The lack of a judicial base and the safety risks are what stops an institutional investor, such as APG, from investing in NFTs. “Before authorization is given by De Nederlandsche Bank or the Netherlands Authority for the Financial Markets to invest in such instruments, quite a few hoops still have to be jumped through,” says Koopmans. “In order to make it widely applicable, a lot of research still has to be conducted. We are clearly in an experimental phase right now. The progress may be accelerated once the digital euro is introduced. It also stands or falls with the question whether or not it is backed by a community. But that community will only arise if NFTs can be applied in a practical way. I am an investor myself, so an application to me would be the development of cash flow from such digital ownership. This means, for example, music samples or news photos of which the NFTs can be traded.”

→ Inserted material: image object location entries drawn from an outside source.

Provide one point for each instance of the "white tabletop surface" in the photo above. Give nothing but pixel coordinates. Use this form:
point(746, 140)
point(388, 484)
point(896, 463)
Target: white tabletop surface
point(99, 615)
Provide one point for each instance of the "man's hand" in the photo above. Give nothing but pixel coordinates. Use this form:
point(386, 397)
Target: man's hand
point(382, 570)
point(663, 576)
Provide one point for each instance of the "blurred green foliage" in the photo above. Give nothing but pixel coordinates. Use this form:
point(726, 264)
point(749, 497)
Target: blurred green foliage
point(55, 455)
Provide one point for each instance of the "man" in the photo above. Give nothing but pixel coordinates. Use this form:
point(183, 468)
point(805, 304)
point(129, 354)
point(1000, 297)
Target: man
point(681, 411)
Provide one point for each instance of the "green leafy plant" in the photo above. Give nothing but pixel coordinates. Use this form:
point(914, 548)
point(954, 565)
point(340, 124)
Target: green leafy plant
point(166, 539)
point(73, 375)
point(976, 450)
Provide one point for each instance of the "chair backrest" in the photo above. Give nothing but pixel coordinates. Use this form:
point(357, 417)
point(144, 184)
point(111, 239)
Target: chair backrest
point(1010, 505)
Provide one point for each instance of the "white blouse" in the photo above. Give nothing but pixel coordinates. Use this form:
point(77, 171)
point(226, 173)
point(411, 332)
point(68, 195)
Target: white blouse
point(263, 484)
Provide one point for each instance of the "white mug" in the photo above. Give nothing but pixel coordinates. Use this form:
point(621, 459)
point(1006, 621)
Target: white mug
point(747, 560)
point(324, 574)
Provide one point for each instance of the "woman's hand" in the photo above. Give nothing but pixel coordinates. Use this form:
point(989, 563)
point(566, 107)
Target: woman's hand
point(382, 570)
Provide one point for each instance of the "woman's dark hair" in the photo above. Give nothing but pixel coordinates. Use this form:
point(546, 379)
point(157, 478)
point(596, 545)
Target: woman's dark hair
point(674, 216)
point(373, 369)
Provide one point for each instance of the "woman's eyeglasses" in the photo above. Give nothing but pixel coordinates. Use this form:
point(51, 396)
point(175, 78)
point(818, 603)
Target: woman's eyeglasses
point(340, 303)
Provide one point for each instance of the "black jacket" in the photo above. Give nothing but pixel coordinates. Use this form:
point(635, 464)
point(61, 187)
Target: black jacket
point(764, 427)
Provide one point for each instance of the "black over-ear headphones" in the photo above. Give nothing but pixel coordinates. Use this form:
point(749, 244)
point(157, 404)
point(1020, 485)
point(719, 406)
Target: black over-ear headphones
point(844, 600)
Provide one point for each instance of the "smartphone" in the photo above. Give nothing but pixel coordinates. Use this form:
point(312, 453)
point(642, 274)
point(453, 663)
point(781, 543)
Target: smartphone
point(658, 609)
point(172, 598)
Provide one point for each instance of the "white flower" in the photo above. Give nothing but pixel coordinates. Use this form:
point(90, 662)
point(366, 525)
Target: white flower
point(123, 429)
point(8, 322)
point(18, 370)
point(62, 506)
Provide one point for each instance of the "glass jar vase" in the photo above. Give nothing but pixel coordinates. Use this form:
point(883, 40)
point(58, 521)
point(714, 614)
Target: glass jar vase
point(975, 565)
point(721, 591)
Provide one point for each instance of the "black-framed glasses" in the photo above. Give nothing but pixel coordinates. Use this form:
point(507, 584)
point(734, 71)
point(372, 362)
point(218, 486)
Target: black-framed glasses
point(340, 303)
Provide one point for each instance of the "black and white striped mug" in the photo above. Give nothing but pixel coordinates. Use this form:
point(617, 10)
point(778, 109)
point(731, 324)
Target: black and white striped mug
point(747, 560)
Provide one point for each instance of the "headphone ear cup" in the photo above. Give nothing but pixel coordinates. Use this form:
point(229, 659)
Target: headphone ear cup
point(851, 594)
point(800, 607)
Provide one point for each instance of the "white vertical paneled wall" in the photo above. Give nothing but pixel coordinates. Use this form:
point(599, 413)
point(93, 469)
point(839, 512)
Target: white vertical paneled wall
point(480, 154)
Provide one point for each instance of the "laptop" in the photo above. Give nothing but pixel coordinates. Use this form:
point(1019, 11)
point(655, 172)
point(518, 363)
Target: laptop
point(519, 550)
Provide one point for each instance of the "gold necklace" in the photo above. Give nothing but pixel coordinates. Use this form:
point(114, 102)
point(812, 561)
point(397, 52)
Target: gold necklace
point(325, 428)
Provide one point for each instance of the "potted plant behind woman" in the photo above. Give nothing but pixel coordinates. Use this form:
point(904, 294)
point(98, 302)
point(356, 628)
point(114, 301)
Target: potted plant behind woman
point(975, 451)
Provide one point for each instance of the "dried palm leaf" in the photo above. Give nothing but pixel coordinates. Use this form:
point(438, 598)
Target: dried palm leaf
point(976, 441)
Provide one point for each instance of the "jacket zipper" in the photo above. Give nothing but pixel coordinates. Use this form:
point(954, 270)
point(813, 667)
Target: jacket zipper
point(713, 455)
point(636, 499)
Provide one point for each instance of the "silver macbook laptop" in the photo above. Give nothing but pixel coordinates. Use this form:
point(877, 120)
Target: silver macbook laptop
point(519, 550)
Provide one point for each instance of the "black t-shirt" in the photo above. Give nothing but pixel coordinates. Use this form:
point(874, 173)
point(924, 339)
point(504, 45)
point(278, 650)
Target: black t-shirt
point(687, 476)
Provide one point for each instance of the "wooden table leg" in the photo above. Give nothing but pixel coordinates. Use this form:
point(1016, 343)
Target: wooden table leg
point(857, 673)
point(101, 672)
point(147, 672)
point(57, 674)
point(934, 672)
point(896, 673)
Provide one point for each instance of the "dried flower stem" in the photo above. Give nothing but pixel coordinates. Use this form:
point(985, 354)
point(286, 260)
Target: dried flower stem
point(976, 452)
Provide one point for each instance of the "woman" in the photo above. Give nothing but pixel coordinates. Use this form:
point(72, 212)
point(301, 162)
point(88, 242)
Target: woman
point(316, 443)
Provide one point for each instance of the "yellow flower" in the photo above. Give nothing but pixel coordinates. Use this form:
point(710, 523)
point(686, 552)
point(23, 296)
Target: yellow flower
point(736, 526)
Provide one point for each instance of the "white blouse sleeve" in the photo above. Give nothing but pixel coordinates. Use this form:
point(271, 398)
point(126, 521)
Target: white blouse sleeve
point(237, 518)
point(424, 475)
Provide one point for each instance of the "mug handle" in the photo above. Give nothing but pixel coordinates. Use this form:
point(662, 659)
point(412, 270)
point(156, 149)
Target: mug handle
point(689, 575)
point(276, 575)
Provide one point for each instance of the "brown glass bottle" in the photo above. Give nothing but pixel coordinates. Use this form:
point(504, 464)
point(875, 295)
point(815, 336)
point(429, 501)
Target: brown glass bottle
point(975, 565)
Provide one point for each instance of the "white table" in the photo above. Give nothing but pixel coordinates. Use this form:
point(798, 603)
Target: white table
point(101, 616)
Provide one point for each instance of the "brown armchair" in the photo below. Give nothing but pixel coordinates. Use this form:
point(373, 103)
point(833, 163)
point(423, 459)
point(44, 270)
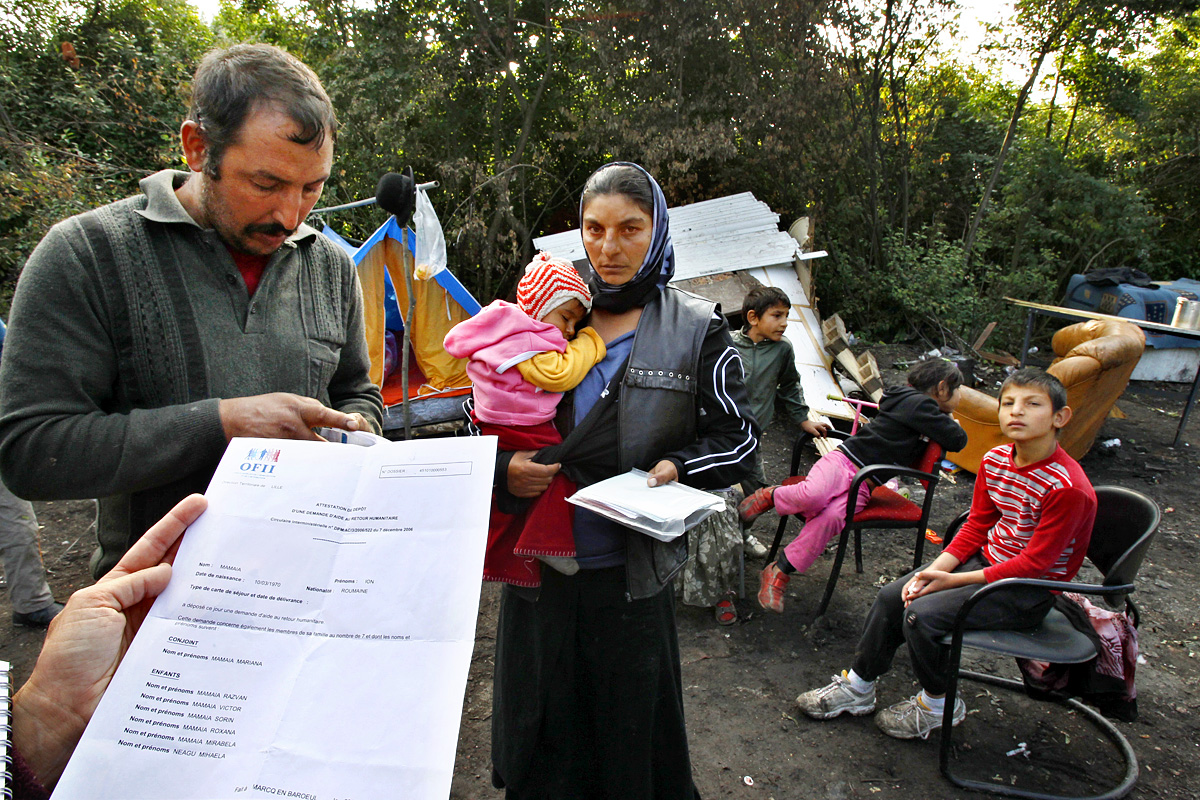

Something similar is already happening in the world of digital art that clearly takes the lead when it comes to digital ownership. “It opens many opportunities for artists to gain more grip on what is happening to their creations, as an NFT allows for a transaction to return a part of the selling price to the artist. When Van Gogh sold a piece of art, he would only receive an amount once and some name recognition at best. NFT makes it possible for an artist to earn, for instance, 5 percent of the transaction amount each time, thus leading to cash flow from art. The same applies if you sell the digital ownership to a song. Everyone using the song has to pay a certain amount that ends up with the owner of the song and the artist. That's how you can exclude record companies.”